Betrachten wir den Mann in seinem Werdegang vom rohen Wölfling zum exemplarischen Vertreter seiner Gattung, so sehen wir ihn als Knaben im wärmenden und zugleich die noch zarten Muskeln massierenden Feinripp von Schiesser, sehen ihn, verständiger geworden, mit den Bahntrassen und Zügen von Märklin eine ganze Welt erobern, und dann, nachdem er dies vollbracht, sich dem Geheimnis des Weibes zuwenden, dessen unerschöpfliche Reize ihm der Playboy offenbart. Auf diese Weise mannhaft geworden, ergreift er die Chance des Kosmopolitischen, legt sich ein Bankkonto in der Schweiz zu und schafft sich mit dessen Zinsen jenes Auto an, das ihm in der Verbindung von Stabilität und Sportivität einzig ebenbürtig ist, nämlich einen Saab.

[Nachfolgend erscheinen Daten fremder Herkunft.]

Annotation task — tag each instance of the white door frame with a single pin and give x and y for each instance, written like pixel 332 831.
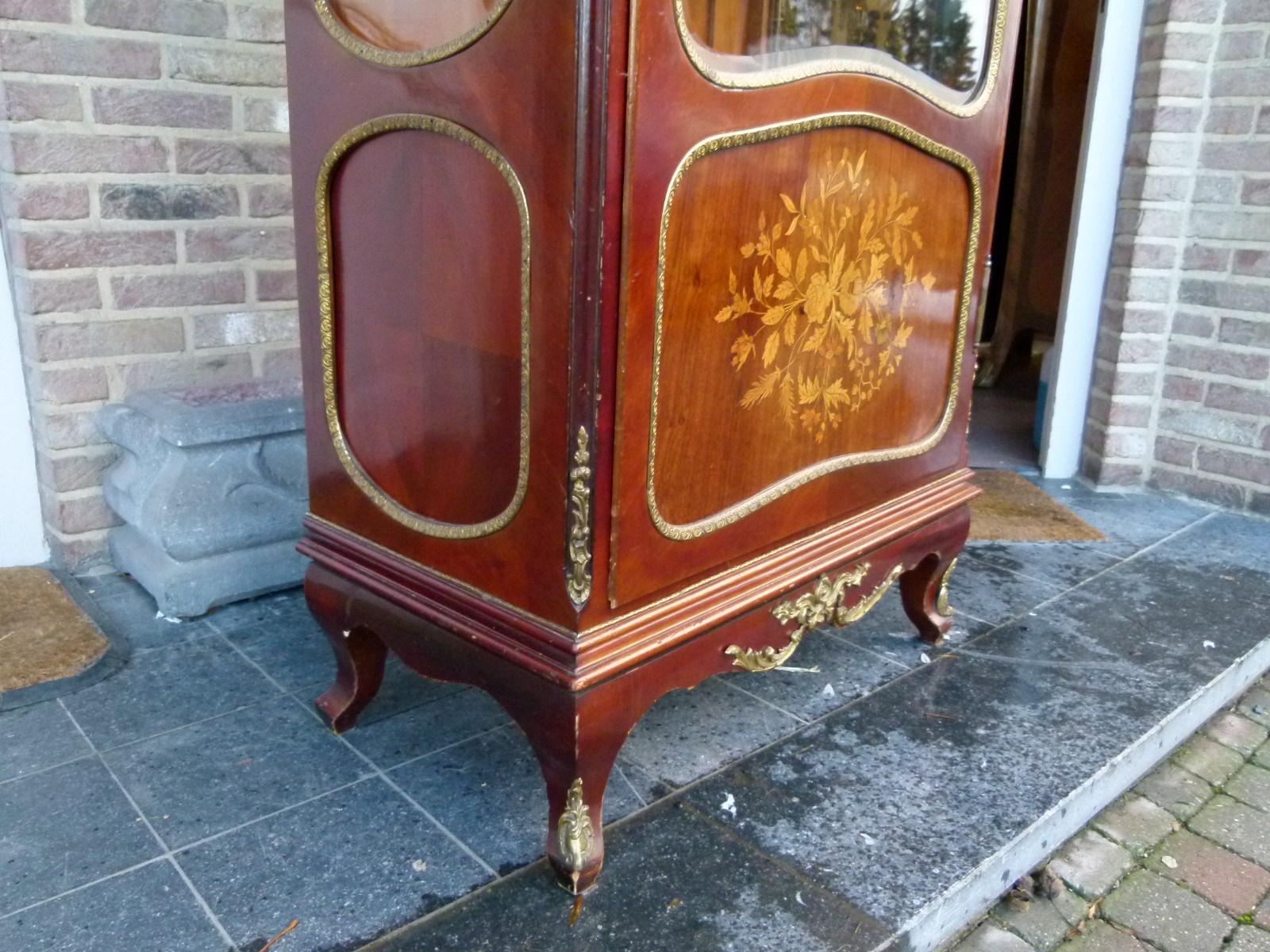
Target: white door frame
pixel 1089 251
pixel 22 528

Und nun? Den Saab wird es in Kürze nicht mehr geben, das schweizerische Bankgeheimnis ist im Begriff zu fallen, der Playboy geht am Stock, Märklin ist perdu, Schiesser am Arsch. Wen jetzt die Trauer nicht übermannt, der ist kein Mann. Und zart steigen Bilder aus Kindheitstagen in ihm empor, die Erinnerung an jene Tante, die ihm diese wunderbar klebrigen und knirschenden Dreiecksriegel mitbrachte, deren scharfkantige Rippen an die Alpen gemahnten und die beim Abbeißen einen lustvollen Schmerz im Gaumen und kurz darauf an den Plomben verursachten: Toblerone!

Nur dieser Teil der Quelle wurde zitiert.